Extent of mobile location tracking in the UK laid bare by new report

An e-privacy organisation has today released the findings of an investigation which reveals the extent of mobile location tracking in the UK.

The report, published by Krowdthink Limited, examines the contracts, policies and practices of mobile Wi-Fi service providers in relation to location tracking.

According to the report, mobile and Wi-Fi service providers know – ‘without you knowing – where you are, how you got there and can figure out where you are going.’ Many people are location-tracked by their mobile phone device each day, unaware of the highly sensitive data that this generates which can and is then sold on for profit. The report reveals that many mobile phone and Wi-Fi service providers, including wireless hotspots, are not telling customers upfront at the point of contract signature or online via their websites that the customer’s movements will be tracked and location data (which can be saved for up to 12 months) can then be used for marketing purposes or sold onto third parties. The details of this is often concealed in contracts and the fact that customers can opt out of location tracking is often unclear.

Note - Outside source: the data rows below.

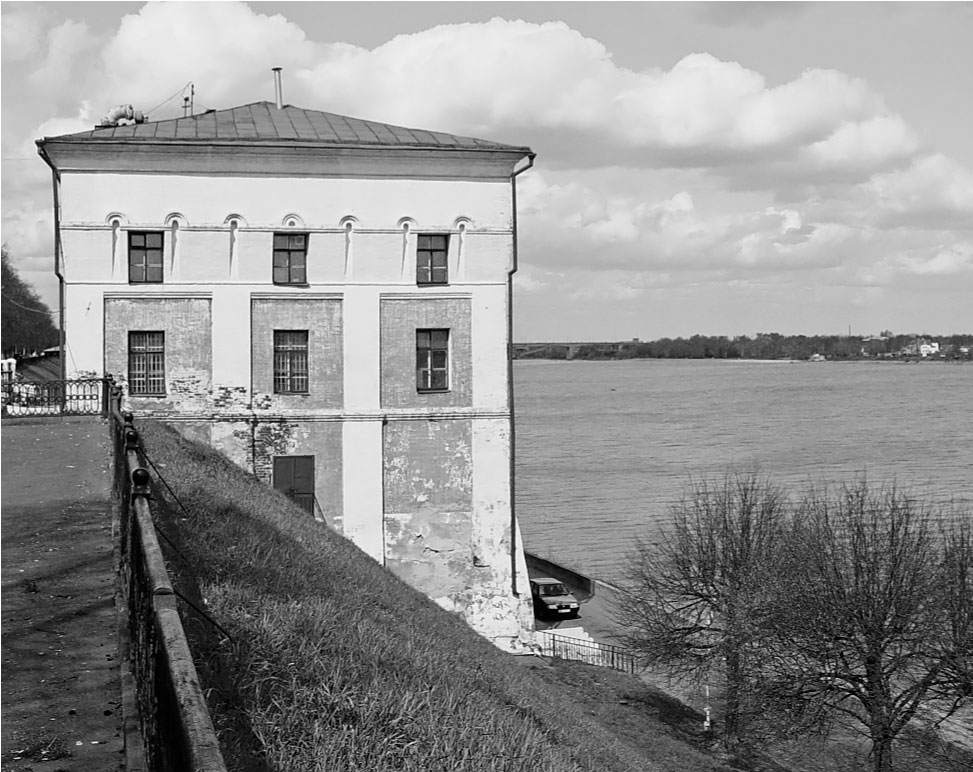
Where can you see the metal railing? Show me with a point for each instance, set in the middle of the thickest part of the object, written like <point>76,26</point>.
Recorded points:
<point>589,652</point>
<point>83,396</point>
<point>176,729</point>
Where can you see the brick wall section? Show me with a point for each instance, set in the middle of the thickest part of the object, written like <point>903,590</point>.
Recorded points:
<point>321,317</point>
<point>400,318</point>
<point>187,325</point>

The level of detail extracted by service providers can reveal a customer’s gender, sexual orientation, religion and many other personal details that could present serious risks to blackmailing. Mobile phone service providers often anonymise data which means that they are not legally obliged to ask for consent, however customers need to be aware of the weakness of anonymisation alone to secure our personal information as low dimension data can be de-anonymised.

93% of UK citizens opt in to location tracking by default, meaning that nearly every one of us with a mobile phone, even a simple one, is being location tracked all the time. Under the Data Protection Act (DPA), consumers can opt out of this by contacting their service provider and following the introduction of the General Data Protection Regulation (GDPR) we will, in certain circumstances, have the right to have all of our data erased (the so-called “right to be forgotten”).

The GDPR will require mobile phone service providers and providers of Wi-Fi networks to provide more transparent and consumer friendly privacy contracts. At the moment, the report has found that  many of these contracts  separate out the clauses that discuss what data is collected from consumers from the clauses that discuss usage with location . Service providers try to legitimise their obtaining of location data as something that is needed for routing phone calls or meeting the requirements of government security, however this is not always true.

Mobile phone companies and providers of Wi-Fi networks should consider doing the following:

  •  communicate privacy notices, including information about location tracking, at the point that data is first collected from users;
  • ensure consent is obtained to the use of location tracking data, in accordance with the Privacy and Electronic Communications Regulations;
  • make privacy policies as clear, transparent and consumer friendly as possible;
  • ensure privacy policies communicate to data subjects what their rights are;
  • consider providing users with easy to follow instructions about how to switch off GPS or Wi-Fi location tracking features;
  • ensure users understand who location data will be shared with and for what purposes; and
  • only retain location data for as long as is necessary to fulfil the purposes for which it was collected.